Remédios Antiobesidade: Preços Altos e o Papel dos Laboratórios Públicos
A luta contra a obesidade envolve desafios complexos, principalmente quando se trata do custo elevado dos medicamentos. Recentemente, o ministro da Saúde, Alexandre Padilha, destacou a estratégia do governo para enfrentar essa questão, com foco em três eixos principais: a prevenção, a produção nacional e a implementação de medicamentos como a semaglutida no Sistema Único de Saúde (SUS).
A semaglutida, princípio ativo de novas canetas para emagrecimento, está sendo avaliada para inclusão em programas do SUS, especialmente para pacientes com obesidade avançada que enfrentam comorbidades e que, por exemplo, estão na fila para cirurgia bariátrica. “Estamos começando a avaliar um protocolo específico para a semaglutida no Rio Grande do Sul”, afirmou Padilha.

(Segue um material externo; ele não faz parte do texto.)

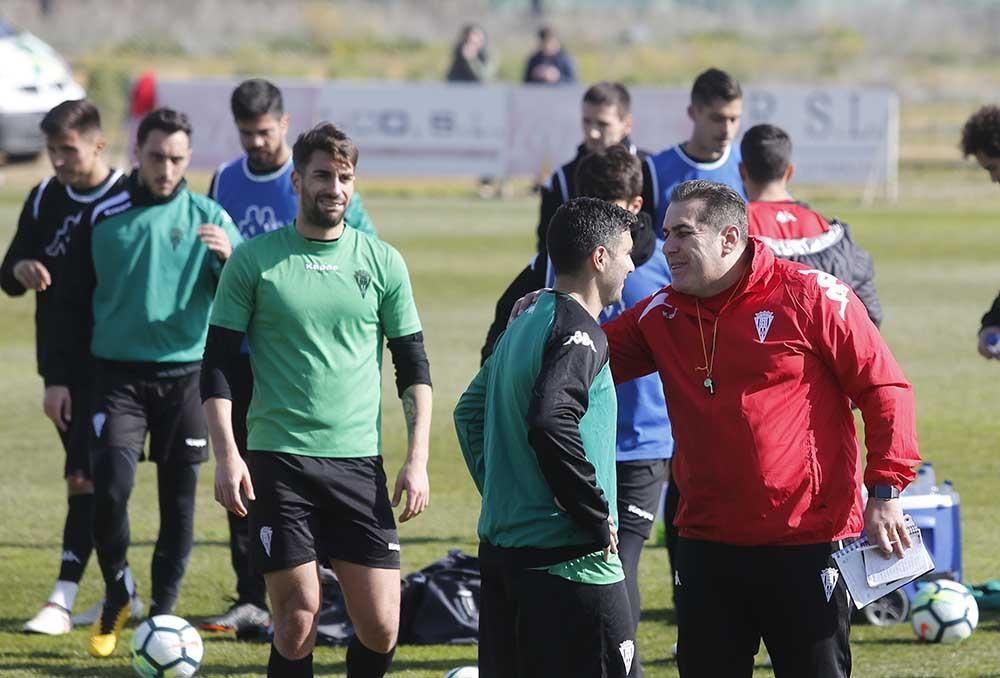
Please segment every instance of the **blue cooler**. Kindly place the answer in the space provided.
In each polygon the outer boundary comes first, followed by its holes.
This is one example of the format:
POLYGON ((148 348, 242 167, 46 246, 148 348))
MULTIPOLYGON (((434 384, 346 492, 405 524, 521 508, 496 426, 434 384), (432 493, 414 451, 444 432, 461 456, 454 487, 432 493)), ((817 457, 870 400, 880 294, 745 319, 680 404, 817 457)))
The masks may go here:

Além dos pacientes bariátricos, o governo também considera aqueles que já estão em acompanhamento clínico e psicológico para a cirurgia, bem como aqueles que sofrem de doenças graves relacionadas à obesidade. Atualmente, nenhuma opção de medicamento para controle de peso está disponível no SUS.
Produção Nacional de Medicamentos e Controle de Peso
Uma das iniciativas em andamento para contornar o problema é promover a produção nacional de medicamentos voltados ao controle de peso. A Anvisa lançou um edital para priorizar o registro de peptídeos sintéticos, com foco na liraglutida e semaglutida, ambos utilizados para controle de peso e diabetes.
Padilha explicou que o Ministério da Saúde está empenhado em garantir que o Brasil tenha domínio sobre a tecnologia de produção desses peptídeos, que são fundamentais para os novos tratamentos. “O acesso a esses medicamentos no sistema público não é viável de forma ampla, pois o excesso de peso se tornou uma norma e o custo é extremamente elevado”, enfatizou o ministro.
Dados recentes revelam que a taxa de obesidade entre os brasileiros adultos aumentou significativamente, passando de 11,8% em 2006 para 25,7% em 2024. A prevalência de sobrepeso também subiu, alcançando 62,6% da população. Esses números alarmantes refletem mudanças nos padrões alimentares, com o aumento do consumo de alimentos ultraprocessados.
Desafios e Soluções na Luta Contra a Obesidade
“Os medicamentos podem desempenhar um papel crucial no combate à obesidade, mas os altos preços são um desafio global. Queremos que laboratórios públicos e empresas nacionais dominem essa tecnologia, não apenas para tratar a obesidade, mas também para enfrentar doenças como o câncer”, disse Padilha. Ele acredita que a crescente concorrência entre as empresas resultará na redução dos preços.
Atualmente, 14 empresas estão com pedidos de autorização em análise pela Anvisa, e três delas firmaram parcerias com empresas indianas para a produção de peptídeos sintéticos. “Estou confiante de que conseguiremos reduzir os preços e tornar esses medicamentos mais acessíveis”, complementou o ministro.
Obesidade: Questão de Saúde Pública e Prevenção
Padilha sublinha que é crucial abordar a obesidade como um problema de saúde pública e não apenas estético. “É imprescindível uma resposta integrada a esse desafio, que se relaciona com doenças cardiovasculares e câncer. O acesso a medicamentos é apenas uma parte da solução”, declarou.
Para o ministro, a prevenção é a chave. O foco deve estar em evitar que as pessoas desenvolvam excesso de peso, e isso requer políticas integradas que vão além do uso de remédios. Em janeiro, o Ministério da Saúde lançou a estratégia “Viva Mais Brasil”, com um investimento de R$ 340 milhões, que prioriza a promoção de hábitos alimentares saudáveis e a prática de atividades físicas por meio da atenção primária à saúde.
Medidas como a taxação de bebidas açucaradas e a redução de impostos sobre alimentos saudáveis são consideradas essenciais. Padilha citou exemplos de cidades que conseguiram diminuir a obesidade infantil ao banir alimentos ultraprocessados das escolas. A estratégia do Ministério da Saúde também inclui repasses financeiros a municípios para a construção de academias vinculadas à atenção primária.